A few weeks ago I wrote about the Montreal-set crime novel The Main by Trevanian for Patti Abbott’s Friday’s Forgotten Books. I was interested in it because a few weeks earlier Gerard Saylor had written (actually talked about in a YouTube clip) the books City of Ice and Ice Lake, a couple of Montreal-set crime novels by John Farrow (the pen name of Trevor Ferguson).
What I noticed about all three of those books is that they are set in the winter and there’s a lot of complaining about the cold. Well, I grew up in Montreal and there’s no doubt it’s cold in the winter.
But it’s really hot and unbearably humid in the summer.
And now a small press, Vehicule, has reissued a couple of Montreal-set private eye novels written in the early 50’s by David Montrose (Charles Ross Graham) and the first one, The Crime on Cote Des Neiges, takes place in August and there’s a lot of complaining about the oppessive heat:
“I couldn’t sleep.
“Maybe because of the heat. It was hotter than hell. It was hotter than a fundamentalist thinks hell is. It was hotter than it had ever been before anywhere else in the world. It was almost as hot as it had been in Montreal last August.”
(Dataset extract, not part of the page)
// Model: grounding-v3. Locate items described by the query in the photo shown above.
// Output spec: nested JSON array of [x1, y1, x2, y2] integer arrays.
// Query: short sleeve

I can safely say that Montreal is that hot in August.
But I wonder why the summer heat doesn’t seem to be what books set in the city now feature? I wonder if David Montrose was writing with the idea that the readers knew the city and that more recent books have been written with an eye to a much larger market (really here we Canadians mean the US market) that doesn’t know the city that well?
When we choose a setting to write about do we just naturally use the features most well-known outside of that setting?
The first fiction I wrote set in Montreal (well, outside of a private eye novel I wrote in the early 80’s that’s safely stored in my basement in a locked safe) used the fact that Jackie Robinson played his first year of otherwise all-white baseball for the Montreal Royals in 1946 – the year before he joined the Dodgers.
But that may be something about Montreal that’s not nearly as well-known outside the city as I thought it was.
Anyway, my story Barbotte has been online for a while and it takes place in the summer in Montreal.